Um valor salarial mínimo está presente, de acordo com a economista Karina Lima, em cerca de 90% dos países. O mais antigo é o da Austrália estabelecido ainda no século XIX. Já nos EUA e no Canadá o valor varia de acordo com cada região semelhante ao que aconteceu no início da sua vigência no Brasil. “Um dos modelos em que o mínimo acompanha outros benefícios como no Brasil é a França, mas lá também houve uma reforma com flexibilização desses direitos e que tem causado muita polêmica”, ressalta a economista.

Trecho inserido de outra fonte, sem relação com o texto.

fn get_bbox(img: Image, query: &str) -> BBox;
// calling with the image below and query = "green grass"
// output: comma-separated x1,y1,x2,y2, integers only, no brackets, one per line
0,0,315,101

Já em relação à valorização não há muito a comemorar. Segundo Karina Lima, o Brasil está no ranking dos 30 países com o salário-mínimo mais baixo ao lado de Colômbia e México. Mais um motivo para fazer do 1º de maio, que será comemorado na próxima segunda-feira, mais do que um feriado e, sim um dia para refletir sobre como conquistas históricas necessitam ser atualizadas e foco de uma luta continuada.

*Cleidiana Ramos é jornalista e doutora em antropologia

*A reprodução de trechos das edições de A TARDE mantém a grafia ortográfica do período.